Muhalifleri hapse doldurup Almanya'da söz hakkı isteyenler

Öyle bir cüretkarlık var ki, Türkiye'yi, bu kıymetli ülkeyi tüm dünyaya rezil etmeye devamda kararlı.

YAVUZ BAYDAR

İşler artık trajikomedi ötesi bir hal almış durumda. Avrupa Konseyi toplantısı için Strasbourg'a uğrayan Adalet Bakanı Bekir Bozdağ, burada pek de parlak geçmediği anlaşılan toplantı ardından Almanya'ya gitti, burada Ekonomi Bakanı Nihat Zeybekçi'yle ayrı ayrı kentlerde – biri Gaggenau, diğeri Köln'e bağlı Polz – referandum odaklı siyasi toplantıya katılmaya kalkıştı, ama önce bu toplantı için verilen izin Bozdağ'ın muhatab Almanya Adalet Bakanlığı tarafından iptal edildi. Bunun üzerine zaten gazeteci Deniz Yücel'in tutuklanması nedeniyle büyümüş olan sorunlar krize dönüştü, Bozdağ Alman mevkidaşıyla görüşmesini iptal etti, ardından da Almanya'nın Ankara Büyükelçisi Türk Dışişleri'ne çağrılarak kendisine bir protesto notası verildi. Evvelce de aynı şey Berlin'de olmuş, Türkiye Büyükelçisi, Yücel hadisesi nedeniyle resmen protesto edilmişti.
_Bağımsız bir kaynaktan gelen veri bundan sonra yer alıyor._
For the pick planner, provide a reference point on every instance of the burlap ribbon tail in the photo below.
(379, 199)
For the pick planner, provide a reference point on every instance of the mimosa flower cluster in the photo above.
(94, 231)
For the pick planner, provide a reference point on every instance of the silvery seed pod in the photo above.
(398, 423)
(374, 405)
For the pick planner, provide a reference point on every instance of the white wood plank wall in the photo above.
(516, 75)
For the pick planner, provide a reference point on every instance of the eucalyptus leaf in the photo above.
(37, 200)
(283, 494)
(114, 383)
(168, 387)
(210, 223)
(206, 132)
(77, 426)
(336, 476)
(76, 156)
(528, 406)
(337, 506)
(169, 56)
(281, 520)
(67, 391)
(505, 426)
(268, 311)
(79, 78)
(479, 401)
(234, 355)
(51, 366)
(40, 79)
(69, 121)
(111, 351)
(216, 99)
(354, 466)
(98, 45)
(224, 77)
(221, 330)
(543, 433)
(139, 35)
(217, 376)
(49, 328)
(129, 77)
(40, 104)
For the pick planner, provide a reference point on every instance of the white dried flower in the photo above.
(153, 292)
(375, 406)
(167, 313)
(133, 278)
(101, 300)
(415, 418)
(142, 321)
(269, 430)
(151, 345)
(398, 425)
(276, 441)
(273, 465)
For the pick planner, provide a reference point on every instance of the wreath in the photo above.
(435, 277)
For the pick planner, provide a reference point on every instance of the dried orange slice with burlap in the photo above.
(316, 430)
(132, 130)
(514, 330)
Bugünkü krizin arka planında, AKP Hükümeti'nin siyasi mitingleri Almanya'ya taşıma ısrarı yatıyor. Esasında, son derece özgürlükçü bir anayasaya sahip olan Almanya'da şimdiye kadar Türk siyasetçilerin toplantı yapmalarına bir zorluk çıkarılmamıştı. Ama eğer HDP milletvekili Ziya Pir'in şu dedikleri doğruysa, şimdi ortada bir taşra kurnazlığı var: "Almanya'da Bozdağ'ın ve Zeybekci'nin mitinglerine izin verilmemesinin nedeni organizatörlerin yalan beyanlarıdır!..

Bozdağ'ın mitingi için bakanın geleceğini değil de UETD’in bir toplantı yapacağını beyan etmişler…Bugün bakanın katılımını öğrenen emniyet, düzeni sağlayacak hazırlıkta olmadığını ifade ederek izni haklı olarak iptal etmiştir…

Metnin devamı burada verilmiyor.